Дома у Левы нас встречает сиделка.
– Можете идти домой, – говорю я ей.
Марк молчит.
– По условиям моего контракта, – объясняет мне сиделка, – я могу уйти, когда кто-то из родственников сменит меня.
– Марк, – говорю я, – снимите караул.
– Можете идти, – говорит Марк.
– Завтра приходить?
– Не надо , – говорю я.
Марк молчит. И Ленка молчит. Смотрит на меня без своей обычной улыбки – бледная и напряженная.
– Так, – говорю я им обоим. – Ни при каких обстоятельствах не приближаться к двери, не открывать, не входить. Убью любого, кто войдет. Не в моральном, а в физическом смысле этого слова.
Наверное, у меня такой тон, что оба они молча поворачиваются и уходят в другую комнату.
Что я помню дальше? Между прочим, я помню все. Я вошел и плотно закрыл дверь за собой.
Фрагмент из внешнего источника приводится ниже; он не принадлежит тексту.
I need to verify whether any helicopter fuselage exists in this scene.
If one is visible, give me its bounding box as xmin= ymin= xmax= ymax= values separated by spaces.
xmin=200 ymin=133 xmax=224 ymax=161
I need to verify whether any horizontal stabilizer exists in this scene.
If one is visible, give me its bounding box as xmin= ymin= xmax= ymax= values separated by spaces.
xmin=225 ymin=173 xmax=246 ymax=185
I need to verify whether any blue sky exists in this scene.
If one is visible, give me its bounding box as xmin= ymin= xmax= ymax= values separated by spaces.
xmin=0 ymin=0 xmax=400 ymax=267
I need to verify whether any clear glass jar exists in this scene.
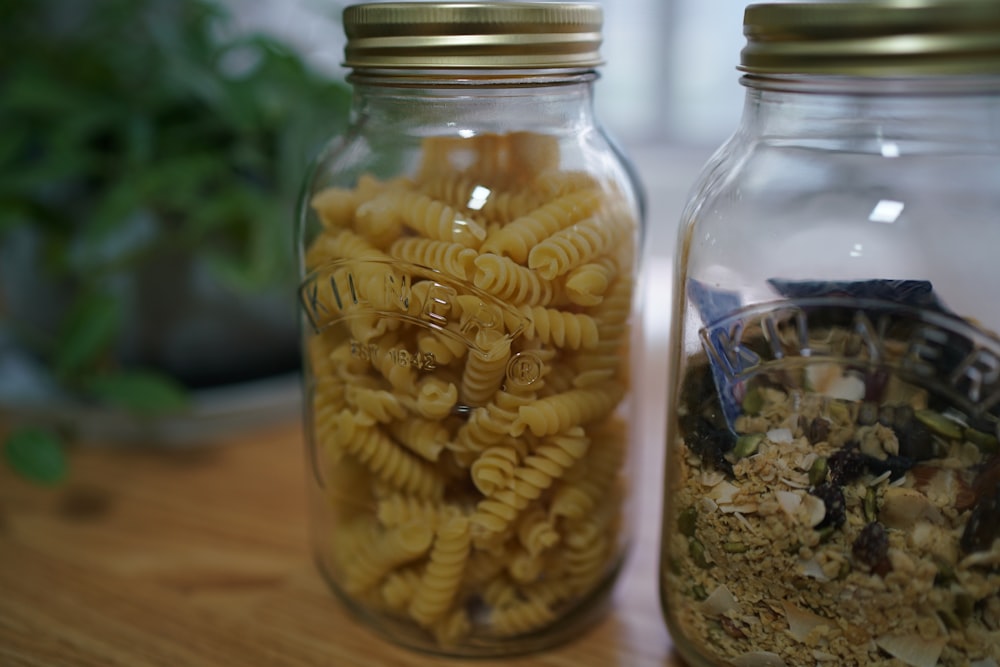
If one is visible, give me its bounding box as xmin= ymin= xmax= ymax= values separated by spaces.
xmin=298 ymin=2 xmax=641 ymax=655
xmin=661 ymin=0 xmax=1000 ymax=666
Попытался нашарить рукой задвижку и – естественно! – не нашел. Ты смотрел на меня, не отрываясь. Потом я скажу, что человеческая физиология плохо переносит такие нагрузки. Я не понял, что произошло у меня с ногами. Но я их перестал чувствовать – вообще. И комната с тихим свистом стала вращаться вокруг меня.
– Левка, – почти неслышно сказал я и задохнулся. И рухнул лицом в твои колени, и почувствовал, как твоя рука легко легла мне на голову.
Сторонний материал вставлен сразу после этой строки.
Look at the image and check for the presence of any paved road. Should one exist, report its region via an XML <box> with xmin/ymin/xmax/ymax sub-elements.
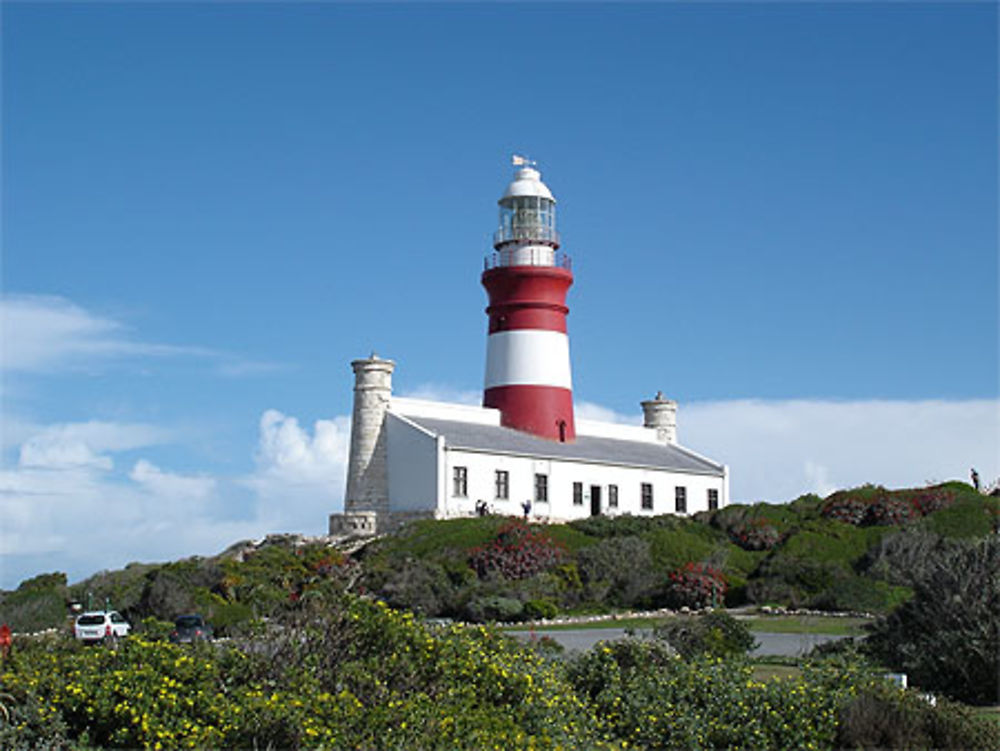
<box><xmin>511</xmin><ymin>628</ymin><xmax>844</xmax><ymax>657</ymax></box>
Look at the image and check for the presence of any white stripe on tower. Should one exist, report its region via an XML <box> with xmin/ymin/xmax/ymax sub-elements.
<box><xmin>485</xmin><ymin>329</ymin><xmax>573</xmax><ymax>389</ymax></box>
И медленно, как каплет вода сквозь ветхую крышу теплицы на растрескавшийся кафель пола, силы стали возвращаться ко мне.
Ленка мне рассказала потом, что происходило по ту сторону мира. "Три часа ожидания – это для Марика было слишком. Он ходил, лежал, съел два пакета чипсов. Я пыталась с ним поговорить, но он протестующе махал рукой и снова ходил. По-моему к тому же у него была легкая паранойя в связи со всем этим: а вдруг это какая-нибудь сложная завуалированная форма вендетты? Для него эта история была сродни какому-то античному мифу – малоправдоподобна и невероятно далека.
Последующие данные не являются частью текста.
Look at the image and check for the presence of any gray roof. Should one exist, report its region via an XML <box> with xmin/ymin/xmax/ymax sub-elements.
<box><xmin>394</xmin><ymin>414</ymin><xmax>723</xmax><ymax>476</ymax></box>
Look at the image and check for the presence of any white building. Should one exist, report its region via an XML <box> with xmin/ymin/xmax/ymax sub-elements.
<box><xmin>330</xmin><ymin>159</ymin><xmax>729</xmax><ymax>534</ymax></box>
Вобщем, спустя ровно три часа, поправ страх насильственной смерти, он все-таки открыл эту дверь. И остолбенел.
Я заглянула в комнату из-за его плеча и не сразу, но поняла, что его напугало. В комнате был только ты – ты спал в глубоком кожаном кресле, удобно устроившись в нем, укрытый мягким серым пледом. Твоего лица почти не было видно, его закрывали упавшие на щеку волосы. Все окна в комнате были открыты настежь, и сильный августовский ветер затянул тяжелые синие шторы наружу – они там хлопали по карнизу.
И где-то был слышен шум льющейся воды.
Финал этой ситуации был, на мой взгляд, несколько комичным. Марк закричал:
– Папа! – и бросился к окну, стал смотреть вниз.
Ты даже не пошевелился. Но зато в дверях ванной комнаты, которая в закрытом виде почти сливалась с дальней стеной, появился Лева, в длинном халате, с мокрыми после душа волосами.
-Тише, Марик, – укоризненно сказал он. – Люди спят.
Он еще не очень твердо стоял на ногах, но улыбка, о возможности которой я могла только догадываться по «садово-огородной книге» – нежная, уверенная и прямо свидетельствующая о твоей победе, уже жила на его лице".
* * *
Стокгольм в середине октября тихий, ясный, благополучный. Для меня Стокгольм – это Малыш и Карлсон, Расмус-бродяга, мальчик Мио и волшебные яблоки.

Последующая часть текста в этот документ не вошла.